When creating your own gadget chain, look out for opportunities to use this extra attack surface to trigger secondary vulnerabilities.

By carefully studying the source code, you can discover longer gadget chains that potentially allow you to construct high-severity attacks, often including remote code execution.

PHAR deserialization

So far, we've looked primarily at exploiting deserialization vulnerabilities where the website explicitly deserializes user input. However, in PHP it is sometimes possible to exploit deserialization even if there is no obvious use of the unserialize() method.

PHP provides several URL-style wrappers that you can use for handling different protocols when accessing file paths. One of these is the phar:// wrapper, which provides a stream interface for accessing PHP Archive (.phar) files.

The PHP documentation reveals that PHAR manifest files contain serialized metadata. Crucially, if you perform any filesystem operations on a phar:// stream, this metadata is implicitly deserialized. This means that a phar:// stream can potentially be a vector for exploiting insecure deserialization, provided that you can pass this stream into a filesystem method.

In the case of obviously dangerous filesystem methods, such as include() or fopen(), websites are likely to have implemented counter-measures to reduce the potential for them to be used maliciously. However, methods such as file_exists(), which are not so overtly dangerous, may not be as well protected.

This technique also requires you to upload the PHAR to the server somehow.

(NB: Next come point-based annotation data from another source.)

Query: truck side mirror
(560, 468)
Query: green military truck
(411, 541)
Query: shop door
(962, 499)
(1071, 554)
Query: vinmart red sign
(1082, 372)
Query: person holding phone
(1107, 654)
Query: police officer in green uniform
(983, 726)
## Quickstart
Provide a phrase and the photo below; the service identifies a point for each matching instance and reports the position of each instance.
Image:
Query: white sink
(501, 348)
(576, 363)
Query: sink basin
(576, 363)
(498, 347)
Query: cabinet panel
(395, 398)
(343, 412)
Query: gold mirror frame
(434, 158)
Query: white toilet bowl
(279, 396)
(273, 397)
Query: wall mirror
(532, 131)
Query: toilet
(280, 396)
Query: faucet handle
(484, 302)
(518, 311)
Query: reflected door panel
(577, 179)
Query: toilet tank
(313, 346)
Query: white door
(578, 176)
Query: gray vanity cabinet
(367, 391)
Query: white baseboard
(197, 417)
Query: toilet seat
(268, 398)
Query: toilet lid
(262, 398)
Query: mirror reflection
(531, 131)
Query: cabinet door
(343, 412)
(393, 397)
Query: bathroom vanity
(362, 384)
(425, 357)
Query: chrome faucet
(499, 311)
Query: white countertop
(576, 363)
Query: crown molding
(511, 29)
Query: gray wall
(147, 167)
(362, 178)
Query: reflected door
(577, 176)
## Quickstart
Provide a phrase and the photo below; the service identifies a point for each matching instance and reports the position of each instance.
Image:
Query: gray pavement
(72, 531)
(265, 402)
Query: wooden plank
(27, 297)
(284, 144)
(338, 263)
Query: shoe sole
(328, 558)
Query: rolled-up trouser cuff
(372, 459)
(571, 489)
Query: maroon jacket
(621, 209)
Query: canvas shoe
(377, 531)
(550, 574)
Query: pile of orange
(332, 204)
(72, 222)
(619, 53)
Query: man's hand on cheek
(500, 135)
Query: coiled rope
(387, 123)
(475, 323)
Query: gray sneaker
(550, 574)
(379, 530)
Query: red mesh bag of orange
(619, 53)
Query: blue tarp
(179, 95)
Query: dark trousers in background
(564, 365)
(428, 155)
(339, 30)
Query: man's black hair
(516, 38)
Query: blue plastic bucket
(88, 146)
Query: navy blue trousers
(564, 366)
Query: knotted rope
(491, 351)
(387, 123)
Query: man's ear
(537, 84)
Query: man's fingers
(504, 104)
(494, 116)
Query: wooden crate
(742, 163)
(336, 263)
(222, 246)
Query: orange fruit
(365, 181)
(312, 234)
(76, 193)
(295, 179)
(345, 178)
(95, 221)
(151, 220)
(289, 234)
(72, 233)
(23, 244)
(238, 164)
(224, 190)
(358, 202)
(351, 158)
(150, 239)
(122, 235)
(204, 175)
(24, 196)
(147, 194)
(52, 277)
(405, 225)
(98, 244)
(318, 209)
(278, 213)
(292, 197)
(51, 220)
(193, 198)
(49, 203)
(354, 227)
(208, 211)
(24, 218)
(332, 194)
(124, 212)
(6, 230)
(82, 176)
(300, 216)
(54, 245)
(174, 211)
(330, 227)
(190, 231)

One approach is to use an image upload functionality, for example. If you are able to create a polyglot file, with a PHAR masquerading as a simple JPG, you can sometimes bypass the website's validation checks. If you can then force the website to load this polyglot "JPG" from a phar:// stream, any harmful data you inject via the PHAR metadata will be deserialized. As the file extension is not checked when PHP reads a stream, it does not matter that the file uses an image extension.

As long as the class of the object is supported by the website, both the __wakeup() and __destruct() magic methods can be invoked in this way, allowing you to potentially kick off a gadget chain using this technique.

This inventive technique was featured in our Top 10 web hacking techniques of 2018.

Exploiting deserialization using memory corruption

Even without the use of gadget chains, it is still possible to exploit insecure deserialization. If all else fails, there are often publicly documented memory corruption vulnerabilities that can be exploited via insecure deserialization. These typically lead to remote code execution.

Deserialization methods, such as PHP's unserialize() are rarely hardened against these kinds of attacks, and expose a huge amount of attack surface. This is not always considered a vulnerability in its own right because these methods are not intended to handle user-controllable input in the first place.